Having lived in Mexico City, South Korea, Alaska, Missouri, Texas and Colorado Springs, a life filled with travel led to a career in storytelling for Andrea Sinclair. When she moved to Colorado Springs in 2012, she began writing for the Gazette. Two years ago, Sinclair moved from journalism to telling the story of one of the city’s largest health systems, working as a communications specialist for Penrose-St. Francis Health Services.
“I had never been in [public relations], never been in marketing. I had the communications background, but making the transition was not without its challenges. … It was almost like looking into the same house, but from a different window,” Sinclair said.
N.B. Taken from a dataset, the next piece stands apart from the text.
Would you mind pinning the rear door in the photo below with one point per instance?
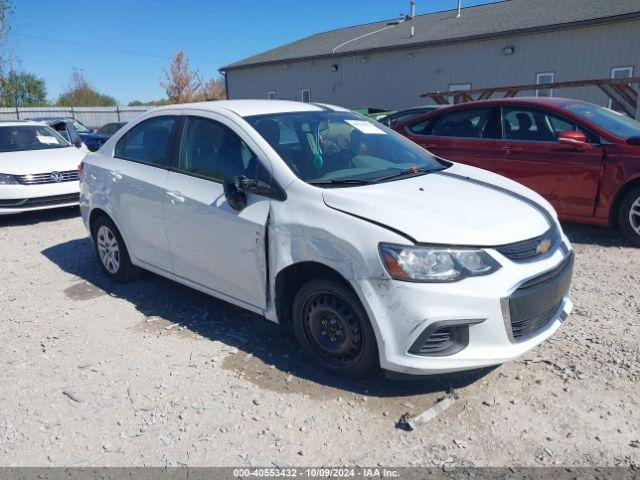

Not once did Sinclair envision herself working in health care, but the transition has made her feel like she is consistently making a difference.
“My favorite thing … [is knowing] everything I do is for the benefit of our patients, and that we aren’t trying to make a buck. We are just really trying to deliver the best health care that we can,” she said. “Even if all I’m doing is designing a mug — that is still for our patients. Everything we do means a lot.”
Sinclair won’t be changing cities or positions any time soon, she said.
“Growing up for me, a multicultural kid, it gives you a very special sense of your place in the world,” she said. “One of the things I realized really quickly when I moved here was that people were very welcoming. I’m not a native of anywhere really, but I feel at home here.”
Sinclair said changing states frequently when she was younger helped her develop communication skills and allowed her to empathize with other people.
What skills from journalism do you think transitioned to your current position?
Being in communications, you learn to talk to people, make connections and you create relationships that can benefit both of you later on. Journalism taught me that.
One of the things I think that is really useful … is that now when I work with media … I can anticipate what [reporters] will need. It’s very helpful to me to have come from that background. I can be an effective partner to media in that sense.
What is the most rewarding part of working at Penrose-St. Francis?
I get to meet super-interesting people all the time. We have over 3,000 employees and I get to meet all of them and write about all of them. We have an in-house newsletter and other publications and there are associates who do incredible things all the time that I get to write about. I love that I can be inspired by my colleagues and the patients.
Were there any challenges for you switching fields?
Learning the marketing side. Everybody here was awesome from Day One and very welcoming. The whole team embraced me and taught me so much. It’s a really great combination of being able to take off running, but I also had a lot of guidance.
What do you look for when you build professional relationships?
I think transparency is important and always being honest with what your goals are, what you want to accomplish and how — but also what you’re not willing to do, what you don’t want the relationship to become. … The other thing is enthusiasm and being excited about what you’re doing. If you work with someone who is happy to be there and happy to work with you, you are going to feel exactly like they feel. I think coming from a place of good intentions is always important. I try to do that with all my relationships. Just do good; be good.
Has Colorado Springs been a good place to develop as a young professional?
Absolutely. Everyone is always excited to collaborate even when it’s a lot of work. It feels like everyone really is working together to make Colorado Springs better — to have a better life and a better city.
What advice would you give other young professionals?
Be self-assured and realize what your skills are, and don’t be afraid to be your own advocate. Don’t be afraid to tell people, ‘I’m good at this.’
If you’re doing something well, make sure people know. There will be someone who will appreciate you.